Ökosystem Mensch: Mikrobiom

„Ich hatte keine Ahnung, dass alles so integriert und schön ist … jede Organelle zeigte sich in einem dynamischen Tanz von Teilen, die sich ständig umarmen. I had no idea everything was so integrated and beautiful … each organelle could be shown in a dynamic dance of parts that continuously embrace.“ Dolgin 2019

Wir bestehen aus Viren und Bakterien

Tansania, Jäger 1983

Bestimmte Bakterien und Viren sind ebenso typisch für Menschen wie Zellen. Andere Kleinlebewesen können als Gäste oder Mitbewohner nützlich sein. Parasiten nutzen unseren Lebensraum, ohne sich bemerkbar zu machen, oder richten Schaden an. Die Grenzen zwischen diesen Möglichkeiten und Kommunikationsformen in Ökosystemen fließen und verändern sich.

Alles Leben im Körper und in seinem Umfeld kommuniziert. Tiere und Pflanzen gleichen Staatsgebilden, in denen Einzel-Lebewesen zusammenwirken. Ihre Gestalt formt sich aus dem Zusammenfließen fließen unterschiedlicher Funktionen zu einem Ganzen. Sie passen sich flexibel an ihr Umfeld an, tauschen sich aus, erzeugen sich neu aus sich selbst heraus.

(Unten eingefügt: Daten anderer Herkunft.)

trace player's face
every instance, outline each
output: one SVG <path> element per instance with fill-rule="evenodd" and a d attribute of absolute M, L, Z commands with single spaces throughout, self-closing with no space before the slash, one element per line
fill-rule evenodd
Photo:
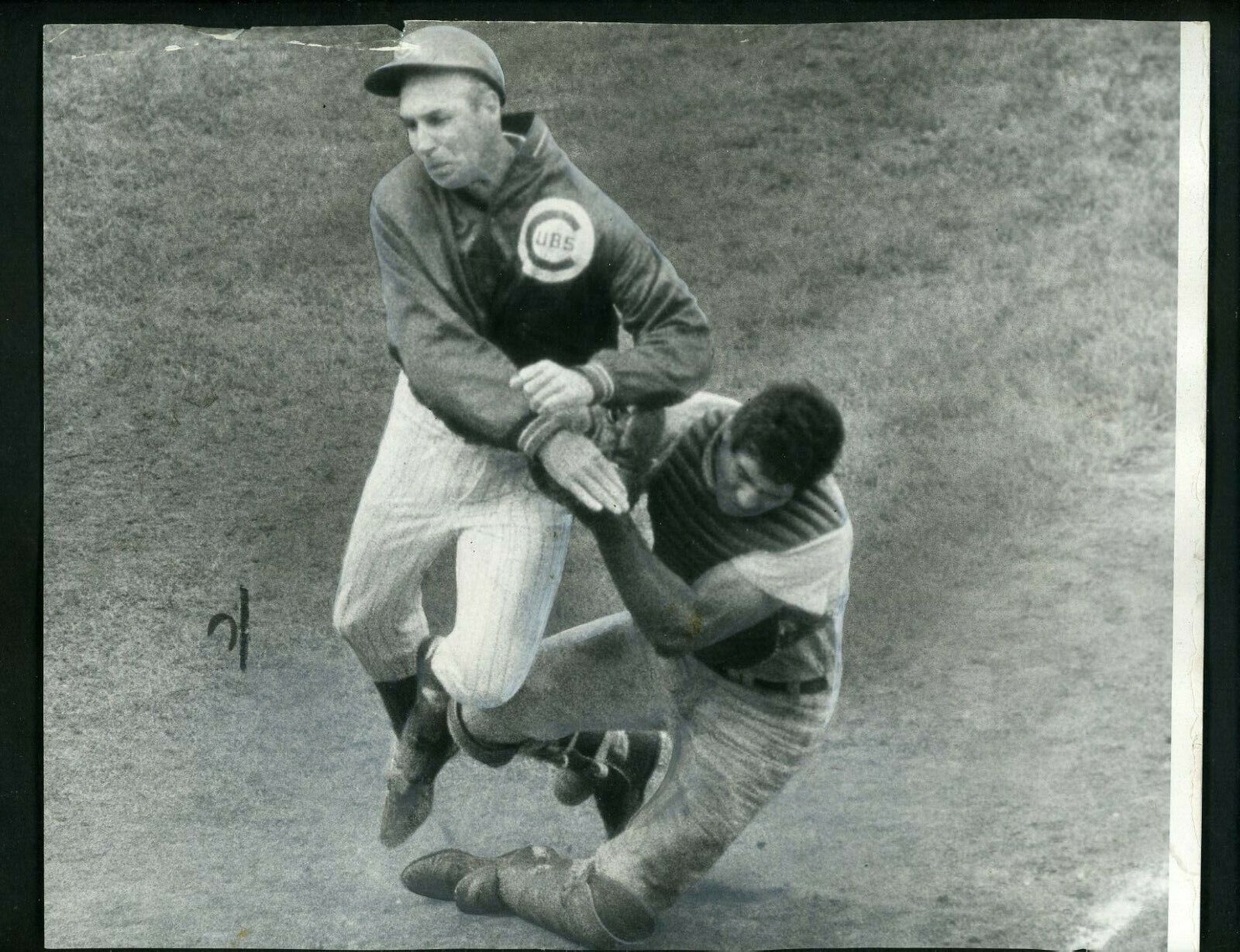
<path fill-rule="evenodd" d="M 409 148 L 443 188 L 464 188 L 485 177 L 495 149 L 497 103 L 466 73 L 414 76 L 401 89 L 401 121 Z"/>
<path fill-rule="evenodd" d="M 727 430 L 714 457 L 714 498 L 727 516 L 761 516 L 792 498 L 795 488 L 763 472 L 754 454 L 737 450 Z"/>

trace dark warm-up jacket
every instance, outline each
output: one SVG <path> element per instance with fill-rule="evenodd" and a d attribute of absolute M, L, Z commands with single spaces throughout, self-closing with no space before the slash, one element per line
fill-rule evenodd
<path fill-rule="evenodd" d="M 671 263 L 532 113 L 487 205 L 409 156 L 371 201 L 392 356 L 465 439 L 534 452 L 557 429 L 508 387 L 539 359 L 580 369 L 604 405 L 660 407 L 711 371 L 706 316 Z M 619 327 L 635 346 L 616 350 Z"/>

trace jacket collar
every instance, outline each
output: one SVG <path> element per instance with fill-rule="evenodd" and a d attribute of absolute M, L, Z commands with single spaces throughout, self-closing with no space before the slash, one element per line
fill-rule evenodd
<path fill-rule="evenodd" d="M 496 198 L 521 191 L 543 175 L 548 162 L 562 155 L 547 124 L 534 113 L 506 113 L 500 119 L 500 128 L 523 136 L 525 141 L 512 156 L 512 165 L 500 183 Z"/>

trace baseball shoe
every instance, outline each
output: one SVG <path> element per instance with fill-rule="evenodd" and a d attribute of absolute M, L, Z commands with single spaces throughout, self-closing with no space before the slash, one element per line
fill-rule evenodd
<path fill-rule="evenodd" d="M 489 859 L 460 849 L 440 849 L 413 860 L 401 873 L 401 881 L 419 896 L 455 901 L 461 912 L 507 915 L 511 910 L 500 896 L 498 864 L 511 855 Z"/>
<path fill-rule="evenodd" d="M 494 859 L 475 857 L 460 849 L 440 849 L 413 860 L 401 873 L 401 881 L 419 896 L 450 901 L 455 896 L 458 883 L 470 873 L 494 864 Z"/>
<path fill-rule="evenodd" d="M 556 798 L 577 806 L 593 795 L 608 839 L 614 838 L 641 809 L 661 744 L 655 731 L 583 731 L 556 777 Z"/>
<path fill-rule="evenodd" d="M 418 651 L 418 699 L 401 729 L 388 765 L 387 793 L 379 818 L 379 842 L 404 843 L 420 827 L 434 803 L 435 777 L 456 744 L 448 733 L 448 692 L 430 671 L 429 642 Z"/>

Schwingen innere und äußere Wechselwirkungen reibungsarm und friedvoll, können kleinere Störungen ohne bleibende Schäden bewältigt werden.

Krankheit ist eine Kommunikationsstörung.

Ob Menschen eine Besiedlung mit einem Erreger überstehen, oder ob sie sterben, hängt nicht nur von der Art der äußeren Bedrohung ab. Wesentlicher ist die Qualität des Zusammenspiels körpereigener Viren, Bakterien, Zellen und Zellbestandteile. Und die Fähigkeit eines gesunden Organismus, ruhig und gelassen auf äußere Belastungen zu reagieren.

An den Fließ-Gleichgewichten und Wechselwirkungen sind viele Einzelfunktionen beteiligt: Immunsystem, der Darm, die Darmbakterien und Viren, Zellen, Mitochondrien uva. Das Umfeld kann dabei günstig wirken (Sicherheit bieten, Grundbedarfe erfüllen) oder schaden (durch Stress oder Gifte).

Auch Zellen sind Ökosysteme

Eine menschliche Zelle gleicht einer mittelalterlichen Stadt. Im Zentrum ruht, geschützt von einer Mauer, der Stadt-Kern mit dem Rathaus und einer Bibliothek des Wissens. Davor grast eine Ziegenherde: die sogenannten Mitochondrien. In Friedenszeiten stehen die Stadttore offen. Innen und Außen wechselwirken miteinander. Die Stadt ist begrenzt durch eine Mauer: die Zellmembran. Über sie tauscht sich die Stadt intensiv mit den benachbarten Ländereien und dem ganzen Staatsgebilde aus.

Ohne „Ziegenherde“ wäre eine menschliche Zelle nicht lebensfähig. Die Mitochondrien stellen die notwendige Energie für die Sauerstoff-Verbrennung bereit. Dafür besitzen sie ihre eigenen Gene. Sie werden aus dem Zellkern kontrolliert, bestimmt und beeinflusst. Umgekehrt wirken sie in den Zellkern hinein. Mitochondrien verändern sich, verschmelzen miteinander, teilen sich. Wenn sie altern oder zu viel Abfall produzieren, werden sie beseitigt, wie kranke Nutztiere.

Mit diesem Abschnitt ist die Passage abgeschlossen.